Замкнув дверь за соседом и обогревшись кипятком без заварки, Дронов забрался под стеганое одеяло и как убитый заснул.
Ранним утром, когда запоздалый рассвет еще нерешительно вползал в комнату, Дронов был разбужен отчаянным стуком в дверь. Нащупав тапочки и наспех накинув на себя осеннее пальто, в одном исподнем отворил он ее и удивленно попятился. На пороге стоял человек в неброском грубом брезентовом плаще с откинутым назад капюшоном, какие носят рыбаки и охотники, с крикливыми усиками над верхней губой. Иван Мартынович, никогда не жаловавшийся на плохую зрительную память, с трудом опознал его.
— Сергей Тимофеевич, да вы ли это? — воскликнул опешивший Дронов.
— А что, не узнали? — потирая над печкой озябшие руки, улыбнулся Волохов.
— Узнать-то узнал, да только не сразу, — спокойно подтвердил Дронов.
— Вот видите, — усмехнулся гость, — а я решил стариной тряхнуть. Знаете, как мало надо для того, чтобы перестать быть похожим на самого себя? Для этого совсем необязательно надевать маску с волчьей пастью или лик Мефистофеля. Достаточно изменить во внешнем облике две-три детали, овладеть тремя-четырьмя незнакомыми для тех, кто вас знает, жестами, и цель будет достигнута. Вы перестаете быть похожим на самого себя. Это, как говорится, из личного опыта, но учтите, может и вам когда-нибудь пригодиться.
Он обвел недоуменными глазами неуютные стены дроновской квартиры и не сразу спросил, стараясь скрыть свое удивление:
— А что это я не вижу вашей милой Олимпиады и не слышу бодрого голоса Георгия Победоносца? Где они?
— Победоносца победила простуда, — хмуро пояснил Дронов, — а Липушка осталась у родителей, потому что в жару он мечется.

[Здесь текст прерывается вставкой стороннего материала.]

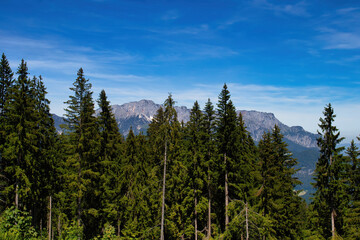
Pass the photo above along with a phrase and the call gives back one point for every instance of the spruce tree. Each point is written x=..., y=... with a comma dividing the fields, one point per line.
x=44, y=175
x=6, y=81
x=83, y=163
x=20, y=124
x=210, y=159
x=164, y=134
x=226, y=137
x=110, y=159
x=330, y=198
x=196, y=163
x=352, y=216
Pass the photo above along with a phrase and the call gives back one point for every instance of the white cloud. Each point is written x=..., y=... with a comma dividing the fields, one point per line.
x=297, y=9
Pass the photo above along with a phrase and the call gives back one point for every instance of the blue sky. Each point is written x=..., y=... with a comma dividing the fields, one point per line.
x=286, y=57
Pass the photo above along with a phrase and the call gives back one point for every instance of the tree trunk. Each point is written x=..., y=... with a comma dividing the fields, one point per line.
x=17, y=195
x=195, y=213
x=163, y=195
x=79, y=196
x=209, y=207
x=333, y=223
x=118, y=232
x=59, y=226
x=49, y=223
x=226, y=195
x=247, y=221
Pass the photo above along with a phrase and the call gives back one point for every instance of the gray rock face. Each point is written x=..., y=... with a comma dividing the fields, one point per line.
x=139, y=115
x=259, y=122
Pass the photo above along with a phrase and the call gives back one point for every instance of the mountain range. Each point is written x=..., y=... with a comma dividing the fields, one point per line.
x=137, y=115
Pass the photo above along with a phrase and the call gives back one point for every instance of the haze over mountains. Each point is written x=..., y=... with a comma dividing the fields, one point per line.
x=137, y=115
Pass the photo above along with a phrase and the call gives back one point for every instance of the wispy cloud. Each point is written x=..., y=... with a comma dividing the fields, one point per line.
x=297, y=9
x=170, y=15
x=334, y=39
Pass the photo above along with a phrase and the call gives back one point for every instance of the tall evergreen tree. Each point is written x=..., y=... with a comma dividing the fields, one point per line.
x=352, y=216
x=164, y=133
x=210, y=158
x=83, y=163
x=330, y=197
x=196, y=164
x=226, y=138
x=20, y=124
x=44, y=175
x=111, y=153
x=6, y=81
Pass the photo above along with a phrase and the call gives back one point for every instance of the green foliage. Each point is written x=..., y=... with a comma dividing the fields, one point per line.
x=72, y=231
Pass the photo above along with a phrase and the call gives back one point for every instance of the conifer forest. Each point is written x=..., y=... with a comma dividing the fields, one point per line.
x=204, y=179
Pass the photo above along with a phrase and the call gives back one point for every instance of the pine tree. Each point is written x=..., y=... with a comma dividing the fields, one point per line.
x=20, y=124
x=330, y=197
x=6, y=81
x=83, y=164
x=44, y=175
x=226, y=126
x=352, y=216
x=164, y=134
x=210, y=158
x=110, y=159
x=197, y=170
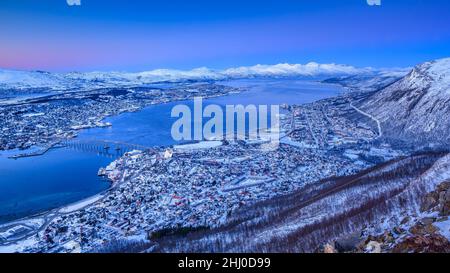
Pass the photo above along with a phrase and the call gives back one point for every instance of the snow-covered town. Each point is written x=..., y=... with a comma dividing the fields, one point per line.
x=200, y=185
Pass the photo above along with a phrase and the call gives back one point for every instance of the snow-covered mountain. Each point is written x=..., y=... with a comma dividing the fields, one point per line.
x=11, y=79
x=370, y=81
x=418, y=105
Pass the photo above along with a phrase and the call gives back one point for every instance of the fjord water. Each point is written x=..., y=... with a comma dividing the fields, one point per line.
x=66, y=175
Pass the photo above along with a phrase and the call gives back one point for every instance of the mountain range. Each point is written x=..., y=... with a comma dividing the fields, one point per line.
x=14, y=79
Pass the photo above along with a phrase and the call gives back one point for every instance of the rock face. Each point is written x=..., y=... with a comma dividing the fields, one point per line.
x=349, y=243
x=417, y=106
x=438, y=200
x=430, y=243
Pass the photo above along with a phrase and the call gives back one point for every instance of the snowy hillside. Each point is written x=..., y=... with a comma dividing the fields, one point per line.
x=11, y=79
x=418, y=105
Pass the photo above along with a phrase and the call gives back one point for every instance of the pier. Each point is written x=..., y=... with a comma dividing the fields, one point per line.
x=107, y=148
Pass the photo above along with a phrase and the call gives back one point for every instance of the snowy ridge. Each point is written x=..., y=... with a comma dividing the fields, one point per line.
x=12, y=79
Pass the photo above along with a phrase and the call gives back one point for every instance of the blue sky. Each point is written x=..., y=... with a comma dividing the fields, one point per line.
x=141, y=35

— Это, значит, у отца Дионисия? А лечит мальчика кто?
— Доктор Водорезов.
— Тогда вам решительно повезло. Водорезов истинно русский человек, а тестя своего, бывшего отца Дионисия, вы преступно недооцениваете. Ведь это же новочеркасский Иван Сусанин. Шутка ли сказать, русский священник перед лицом комендатуры, гестапо и городской управы отказывается читать во имя Гитлера молебен и жертвует саном. А! Разве это не проявление бунтарского казачьего духа? Я бы обнял вашего тестя, если бы обстоятельства позволяли.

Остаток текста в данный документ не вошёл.